Hyponatremia with High Serum Osmolarity: Hyperglycemia is the Usual Cause
The most common cause of hyponatremia with elevated serum osmolarity is hyperglycemia, which creates a translocational or "pseudohyponatremia" through osmotic water shifts from the intracellular to extracellular space. 1
Understanding the Mechanism
When serum osmolarity is elevated in the presence of low sodium, you're dealing with hyperosmolar hyponatremia - a distinct entity from the more common hypoosmolar forms. This occurs when osmotically active solutes other than sodium accumulate in the extracellular space, drawing water out of cells and diluting the serum sodium concentration 2.
Primary Causes to Consider:
1. Hyperglycemia (Most Common)
- For every 100 mg/dL rise in glucose above 100 mg/dL, serum sodium decreases by approximately 1.6 mEq/L 1
- This is the classic scenario in diabetic ketoacidosis (DKA) and hyperosmolar hyperglycemic state (HHS)

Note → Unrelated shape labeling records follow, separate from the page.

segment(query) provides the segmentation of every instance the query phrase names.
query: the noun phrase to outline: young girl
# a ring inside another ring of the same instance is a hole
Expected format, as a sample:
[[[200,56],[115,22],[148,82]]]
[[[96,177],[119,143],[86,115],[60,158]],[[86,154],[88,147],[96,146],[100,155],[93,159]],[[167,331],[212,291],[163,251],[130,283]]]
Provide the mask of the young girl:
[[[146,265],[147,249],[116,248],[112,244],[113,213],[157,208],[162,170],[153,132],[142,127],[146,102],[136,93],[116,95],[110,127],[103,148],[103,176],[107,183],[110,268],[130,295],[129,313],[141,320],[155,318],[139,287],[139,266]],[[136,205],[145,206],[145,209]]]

- The hyponatremia is dilutional - total body sodium may actually be depleted despite the low measured value 1
2. Mannitol Administration
3. Other Osmotically Active Substances
- Glycerol, maltose, or other exogenous solutes 2
Critical Diagnostic Approach
Measure both serum osmolarity and glucose immediately 4:
- If measured osmolarity is normal or high with hyponatremia: Calculate expected osmolarity and look for an osmolar gap
- Calculate corrected sodium: Add 1.6 mEq/L to measured sodium for every 100 mg/dL glucose elevation above 100 mg/dL 1
- This corrected value reveals the "true" sodium status and guides fluid management
Important Clinical Pitfalls
⚠️ Do NOT confuse this with SIADH or other hypoosmolar causes - SIADH presents with low serum osmolality (<275 mOsm/kg), not high 5. The guidelines are explicit that SIADH manifests as hypoosmolar hyponatremia 5.
⚠️ Do NOT treat with hypertonic saline initially - In hyperglycemic states, correcting the glucose will often correct the sodium as water shifts back intracellularly. Initial fluid therapy should be isotonic (0.9% saline) 1.
⚠️ Avoid pseudohyponatremia confusion - True pseudohyponatremia (from hyperlipidemia or hyperproteinemia) shows normal measured osmolarity, not elevated 6, 3. This is a laboratory artifact, not a clinical problem requiring treatment.
Management Algorithm
- Confirm elevated osmolarity with direct measurement
- Check glucose immediately - if >250 mg/dL, this explains the picture
- Calculate corrected sodium to assess true sodium status
- Treat the underlying cause:
- For DKA/HHS: Insulin therapy and isotonic fluid replacement 1
- For mannitol: Discontinue if possible, allow excretion
- Monitor sodium closely as glucose normalizes - sodium will rise as water redistributes back into cells
The key distinction is that hyperosmolar hyponatremia represents a redistribution problem, not true sodium or water excess/deficit, and resolves with treatment of the underlying osmolar disturbance 2.